Among alternative cost functions, the important criteria are economic plausibility, goodness of fit, and the speed with which cost estimates can be determined. These ensure the function is economically sensible, fits well, and provides quick estimates.

Step-by-step explanation:

When choosing among alternative cost functions, the three criteria that are important are economic plausibility, goodness of fit, and the speed with which cost estimates can be determined.

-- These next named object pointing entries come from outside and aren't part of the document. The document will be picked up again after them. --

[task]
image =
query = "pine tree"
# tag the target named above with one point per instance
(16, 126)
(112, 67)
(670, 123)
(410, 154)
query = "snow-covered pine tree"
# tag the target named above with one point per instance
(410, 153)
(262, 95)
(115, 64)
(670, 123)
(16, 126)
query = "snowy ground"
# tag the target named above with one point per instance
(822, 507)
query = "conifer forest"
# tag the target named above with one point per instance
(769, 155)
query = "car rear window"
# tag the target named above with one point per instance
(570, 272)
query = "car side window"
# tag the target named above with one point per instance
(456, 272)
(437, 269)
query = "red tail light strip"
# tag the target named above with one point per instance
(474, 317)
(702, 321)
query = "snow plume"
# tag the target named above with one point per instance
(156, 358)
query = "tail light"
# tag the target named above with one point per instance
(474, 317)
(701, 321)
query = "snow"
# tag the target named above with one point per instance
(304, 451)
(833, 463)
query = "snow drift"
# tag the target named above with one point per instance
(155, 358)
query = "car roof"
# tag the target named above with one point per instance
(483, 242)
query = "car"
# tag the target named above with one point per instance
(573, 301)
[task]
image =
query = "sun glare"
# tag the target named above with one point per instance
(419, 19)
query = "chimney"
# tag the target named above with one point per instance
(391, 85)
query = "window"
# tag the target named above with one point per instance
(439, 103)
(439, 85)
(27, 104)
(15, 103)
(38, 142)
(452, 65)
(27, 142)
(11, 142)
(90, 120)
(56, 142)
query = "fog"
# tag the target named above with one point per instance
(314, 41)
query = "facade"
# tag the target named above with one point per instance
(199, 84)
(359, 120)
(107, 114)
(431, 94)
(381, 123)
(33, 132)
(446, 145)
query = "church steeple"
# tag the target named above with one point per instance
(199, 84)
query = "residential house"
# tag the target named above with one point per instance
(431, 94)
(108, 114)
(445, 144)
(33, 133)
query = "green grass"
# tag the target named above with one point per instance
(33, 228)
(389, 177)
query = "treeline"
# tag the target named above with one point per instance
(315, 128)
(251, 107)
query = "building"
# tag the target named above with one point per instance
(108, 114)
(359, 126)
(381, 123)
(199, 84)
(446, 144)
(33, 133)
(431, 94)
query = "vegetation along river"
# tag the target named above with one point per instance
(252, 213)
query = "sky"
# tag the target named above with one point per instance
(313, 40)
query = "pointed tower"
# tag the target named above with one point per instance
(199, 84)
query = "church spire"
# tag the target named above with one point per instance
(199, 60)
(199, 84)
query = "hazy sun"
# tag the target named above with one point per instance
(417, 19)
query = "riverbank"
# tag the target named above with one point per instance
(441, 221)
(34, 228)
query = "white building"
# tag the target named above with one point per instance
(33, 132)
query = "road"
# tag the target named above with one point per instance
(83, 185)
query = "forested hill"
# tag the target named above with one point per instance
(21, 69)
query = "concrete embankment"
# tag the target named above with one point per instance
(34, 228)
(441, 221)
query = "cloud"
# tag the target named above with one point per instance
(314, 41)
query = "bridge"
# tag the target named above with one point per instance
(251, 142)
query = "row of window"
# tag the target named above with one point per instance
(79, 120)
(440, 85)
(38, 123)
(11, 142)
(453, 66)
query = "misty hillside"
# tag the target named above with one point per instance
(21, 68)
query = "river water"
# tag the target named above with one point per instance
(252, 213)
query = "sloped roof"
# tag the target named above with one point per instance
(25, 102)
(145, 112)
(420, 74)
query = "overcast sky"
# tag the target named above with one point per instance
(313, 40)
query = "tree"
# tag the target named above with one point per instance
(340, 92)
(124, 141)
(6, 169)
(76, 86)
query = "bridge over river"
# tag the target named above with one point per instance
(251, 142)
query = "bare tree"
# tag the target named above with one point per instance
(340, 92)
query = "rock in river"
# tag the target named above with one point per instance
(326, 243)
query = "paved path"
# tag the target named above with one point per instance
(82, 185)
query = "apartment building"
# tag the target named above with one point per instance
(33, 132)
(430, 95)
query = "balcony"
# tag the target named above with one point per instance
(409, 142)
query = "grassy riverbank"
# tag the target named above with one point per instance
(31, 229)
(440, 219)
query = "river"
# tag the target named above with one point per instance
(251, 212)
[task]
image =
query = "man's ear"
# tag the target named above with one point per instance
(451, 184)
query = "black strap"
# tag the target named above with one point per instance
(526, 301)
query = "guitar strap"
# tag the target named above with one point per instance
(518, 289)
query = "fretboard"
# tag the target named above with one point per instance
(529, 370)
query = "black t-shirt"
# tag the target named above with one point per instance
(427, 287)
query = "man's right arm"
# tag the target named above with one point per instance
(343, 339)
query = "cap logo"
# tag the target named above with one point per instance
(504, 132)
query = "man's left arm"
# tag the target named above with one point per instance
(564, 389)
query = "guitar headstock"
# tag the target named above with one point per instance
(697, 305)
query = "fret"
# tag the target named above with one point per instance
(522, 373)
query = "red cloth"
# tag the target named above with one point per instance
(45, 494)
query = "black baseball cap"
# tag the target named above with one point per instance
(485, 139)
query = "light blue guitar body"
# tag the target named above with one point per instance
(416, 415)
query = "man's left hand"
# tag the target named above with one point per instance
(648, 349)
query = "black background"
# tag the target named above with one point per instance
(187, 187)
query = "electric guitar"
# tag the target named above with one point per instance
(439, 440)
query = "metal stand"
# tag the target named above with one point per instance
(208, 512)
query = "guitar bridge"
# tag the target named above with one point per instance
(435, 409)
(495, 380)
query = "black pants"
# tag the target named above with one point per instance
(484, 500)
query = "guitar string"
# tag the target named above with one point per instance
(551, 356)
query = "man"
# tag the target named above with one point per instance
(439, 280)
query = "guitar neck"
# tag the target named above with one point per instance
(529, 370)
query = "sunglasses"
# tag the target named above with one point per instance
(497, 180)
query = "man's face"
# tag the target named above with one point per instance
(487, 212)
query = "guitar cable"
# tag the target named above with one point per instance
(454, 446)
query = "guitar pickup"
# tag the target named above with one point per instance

It is essential to ensure that the chosen cost function makes economic sense (economic plausibility), fits the data well (goodness of fit), and can provide estimates in a timely manner (speed with which cost estimates can be determined). These criteria help in finding a cost function that is reliable and practical for decision-making purposes.


The goodness of fit typically involves statistical measures like the correlation coefficient and the coefficient of determination, which help to verify if a linear relationship accurately represents the data. To determine if a line is the best way to fit the data, one should look at the scatter plot and the significance of the correlation coefficient. If the correlation coefficient is significant, a linear model may be suitable.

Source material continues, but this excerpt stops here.